And if you're working toward other long-term goals, like saving for retirement or paying off credit cards, you have to weigh the pros and cons of using more of your money for a down payment. In some cases, focusing on a down payment might not be worth it if it's going to set your progress back in another area.
Another thing to consider is that saving up for a larger down payment takes time. If there's a reason you need to buy a home sooner rather than later — like if your family is growing and you're running out of space in an apartment — it might be wiser to move forward with a smaller down payment rather than sacrifice your well-being by sticking it out in your current living quarters.
How can you get help with making a down payment?

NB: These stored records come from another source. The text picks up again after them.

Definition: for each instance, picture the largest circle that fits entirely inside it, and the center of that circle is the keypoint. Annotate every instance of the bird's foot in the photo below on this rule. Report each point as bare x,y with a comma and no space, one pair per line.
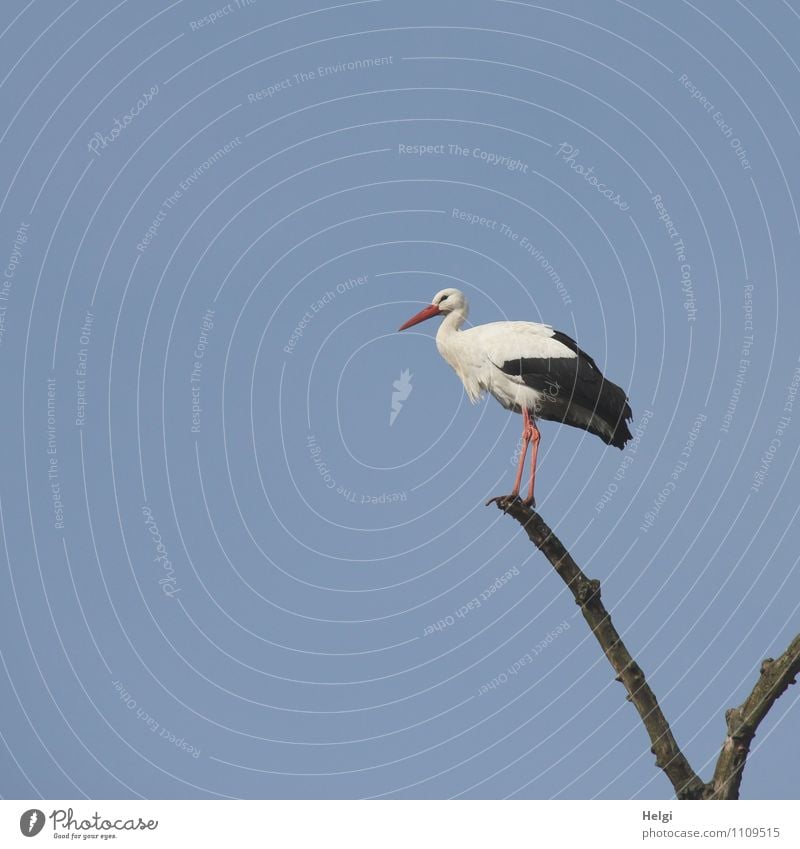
504,501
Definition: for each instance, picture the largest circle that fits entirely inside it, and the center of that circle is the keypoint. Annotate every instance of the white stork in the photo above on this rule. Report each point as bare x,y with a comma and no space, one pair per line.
530,369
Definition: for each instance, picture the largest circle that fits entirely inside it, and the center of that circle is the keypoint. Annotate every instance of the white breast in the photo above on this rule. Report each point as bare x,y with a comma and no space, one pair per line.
477,355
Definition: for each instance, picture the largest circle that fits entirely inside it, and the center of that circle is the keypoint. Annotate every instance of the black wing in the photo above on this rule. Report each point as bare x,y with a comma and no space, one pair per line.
575,392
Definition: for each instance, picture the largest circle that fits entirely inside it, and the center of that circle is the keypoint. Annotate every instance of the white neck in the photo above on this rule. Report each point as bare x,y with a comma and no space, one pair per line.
451,324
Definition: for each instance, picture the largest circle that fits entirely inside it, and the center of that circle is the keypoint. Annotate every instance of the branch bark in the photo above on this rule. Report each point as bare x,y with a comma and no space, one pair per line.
776,676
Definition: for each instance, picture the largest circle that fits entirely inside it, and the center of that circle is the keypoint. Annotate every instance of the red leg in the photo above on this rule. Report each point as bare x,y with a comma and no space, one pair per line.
526,437
534,437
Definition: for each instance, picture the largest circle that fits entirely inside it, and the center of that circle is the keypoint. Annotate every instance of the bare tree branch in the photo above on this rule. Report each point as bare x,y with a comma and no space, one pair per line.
776,676
743,722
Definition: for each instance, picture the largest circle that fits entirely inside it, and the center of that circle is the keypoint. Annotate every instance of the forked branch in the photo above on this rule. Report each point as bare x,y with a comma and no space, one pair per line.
776,676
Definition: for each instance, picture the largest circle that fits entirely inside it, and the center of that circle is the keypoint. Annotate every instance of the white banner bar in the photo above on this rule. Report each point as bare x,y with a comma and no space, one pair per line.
400,824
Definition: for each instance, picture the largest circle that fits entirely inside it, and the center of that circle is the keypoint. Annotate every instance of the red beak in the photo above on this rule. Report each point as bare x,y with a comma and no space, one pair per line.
423,315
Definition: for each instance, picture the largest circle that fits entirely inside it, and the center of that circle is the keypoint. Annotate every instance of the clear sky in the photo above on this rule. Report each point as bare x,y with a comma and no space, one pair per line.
244,548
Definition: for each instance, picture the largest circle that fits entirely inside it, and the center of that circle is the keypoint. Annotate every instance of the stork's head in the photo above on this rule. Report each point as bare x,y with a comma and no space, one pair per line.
444,302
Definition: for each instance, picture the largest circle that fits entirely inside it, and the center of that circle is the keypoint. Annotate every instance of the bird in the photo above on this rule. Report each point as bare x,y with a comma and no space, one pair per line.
530,369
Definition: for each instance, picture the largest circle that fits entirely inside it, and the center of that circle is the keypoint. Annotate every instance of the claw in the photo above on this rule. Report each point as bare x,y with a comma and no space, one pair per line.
503,501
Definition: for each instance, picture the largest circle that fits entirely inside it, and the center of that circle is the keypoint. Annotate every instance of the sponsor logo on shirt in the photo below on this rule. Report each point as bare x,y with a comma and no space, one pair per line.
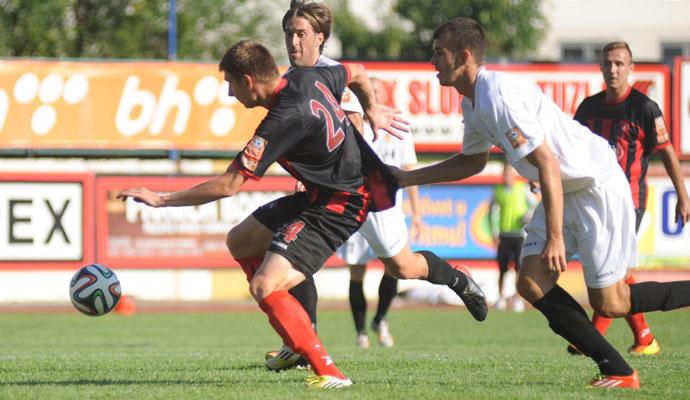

If you don't have enough savings to make a down payment, you might benefit from a down payment assistance program. These programs are offered by state and local governments, or sometimes by nonprofits, and they're usually aimed at first-time homebuyers with low income. Assistance may come in the form of a grant, a low-interest loan, or a loan that's forgiven after a certain period of time. A Department of Housing and Urban Development-approved counselor can give you information about available programs and help you figure out if you might qualify for them.
There's no single down payment recommendation that will work for everyone. For some people, the perfect down payment may be 20%, but for others any required down payment might keep homeownership out of reach.
Whatever your circumstances, it's a good idea to think about how much you can realistically save before deciding on a down payment amount. And if you find yourself struggling to reach your goal, be sure to look into types of home loans that don't require money down or that allow for low down payments.